Bewerbung bis: 31.05.2019

Berater*in „Präventions­pro­gramm Weg­weiser (m/w/d)

- gemeinsam gegen gewaltbereiten Salafismus" im Fachbereich Wohnen, Soziales und Integration

Zum nächstmöglichen Zeitpunkt ist im Fachbereich Wohnen, Soziales und Integration in der Abteilung „Integration“ zum nächstmöglichen Zeitpunkt eine Stelle als Berater*in (männlich/weiblich/divers) für das Präventionsprogramm „Wegweiser – gemeinsam gegen gewaltbereiten Salafismus“ in Vollzeit zunächst befristet bis zum 31.12.2022 zu besetzen.

Eine über diesen Zeitraum hinausgehende Beschäftigung ist grundsätzlich nicht ausgeschlossen.

Wegweiser ist ein Präventionsprogramm des Landes Nordrhein-Westfalen gegen gewaltbereiten Salafismus. Es soll mögliche Radikalisierungsprozesse bei Jugendlichen und jungen Heranwachsenden bereits in ihren Anfängen verhindern. Ein wesentliches Element des Programms ist die konkrete Beratung vor Ort. Sie steht Angehörigen und anderen Personen offen, die Probleme erkennen und Veränderungen an jungen Menschen feststellen. Über Gespräche mit Personen aus dem direkten Umfeld besteht die Möglichkeit, die Betroffenen frühzeitig zu erreichen. Ergänzend zur Beratung und Begleitung betroffener junger Menschen bezieht Wegweiser das soziale Umfeld in die Arbeit ein.

Das Beratungs- und Betreuungsangebot von Wegweiser setzt früh an und verfolgt bei der Lösungssuche einen ganzheitlichen Ansatz. Dabei werden lokale Netzwerkpartner wie Vereine, Behörden (insbesondere kommunale) -, Sozialverbände, Moscheegemeinden und die Polizei aktiv mit eingebunden.
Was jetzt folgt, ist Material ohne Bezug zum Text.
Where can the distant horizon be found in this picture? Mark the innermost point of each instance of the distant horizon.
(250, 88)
Initiiert und koordiniert wird das Programm vom Ministerium des Innern des Landes NRW. Träger des Programms in der Region Aachen sind Stadt und Städteregion Aachen.

Ihre Aufgabenschwerpunkte

  • individuelle Beratungs-und Präventionsarbeit für gefährdete – in der Regel – junge Menschen und ihre Angehörigen
  • Informations- und Sensibilisierungsveranstaltungen im Rahmen der primären Präventionsarbeit, u.a. für Jugendliche, Multiplikatoren*innen und Verwaltungsmitarbeiter*innen (m/w/d)
  • Netzwerkarbeit mit den exemplarisch o. g. relevanten Akteuren
  • administrative Tätigkeiten

Das bringen Sie mit

  • ein abgeschlossenes Studium (Diplom-FH/Bachelor) der Fachrichtung Soziale Arbeit mit staatlicher Anerkennung oder alternativ ein abgeschlossenes Studium (Diplom-FH/Bachelor) der Fachrichtungen Islamwissenschaft, Psychologie, Soziologie, Pädagogik oder einer vergleichbaren Fachrichtung
  • sehr gute Sprachkenntnisse in Deutsch sind erforderlich für eine sichere Ausdrucksweise bei Vorträgen und in der Beratung
  • Kenntnisse in der systemischen Beratung und im Case-Management sind wünschenswert
  • Erfahrungen auf dem Gebiet der sozialpädagogischen Beratung sowie in der Präventionsarbeit sind wünschenswert
  • fundierte Kenntnisse des Islam sowie gute Sprachkenntnisse in Arabisch oder Türkisch sind ebenfalls wünschenswert
  • interkulturelle Kompetenz
  • Eigenverantwortung, Zuverlässigkeit und Empathie
  • ein hohes Maß an Flexibilität
  • freundliches und sicheres Auftreten
  • Teamfähigkeit

Das bieten wir Ihnen

  • kollegiale Zusammenarbeit, verbunden mit einer intensiven Einarbeitung
  • eine anspruchsvolle Tätigkeit in einem sich verändernden Arbeitsgebiet
  • Teilnahme an Fortbildungen und Förderung der eigenen Kompetenzen
  • flexible Arbeitszeiten

Bewerbungen von Masterabsolventen (m/w/d) sind grundsätzlich möglich. Es wird aber darauf hingewiesen, dass nur eine Eingruppierung nach S 12 TVöD-SuE gewährt werden kann.

Die Besetzung der Stelle mit Teilzeitkräften ist mit der Maßgabe möglich, dass eine ganztägige Besetzung sichergestellt ist. Die jeweiligen Arbeitszeiten für Teilzeitkräfte sind daher in Absprache mit der Fachbereichsleitung festzulegen.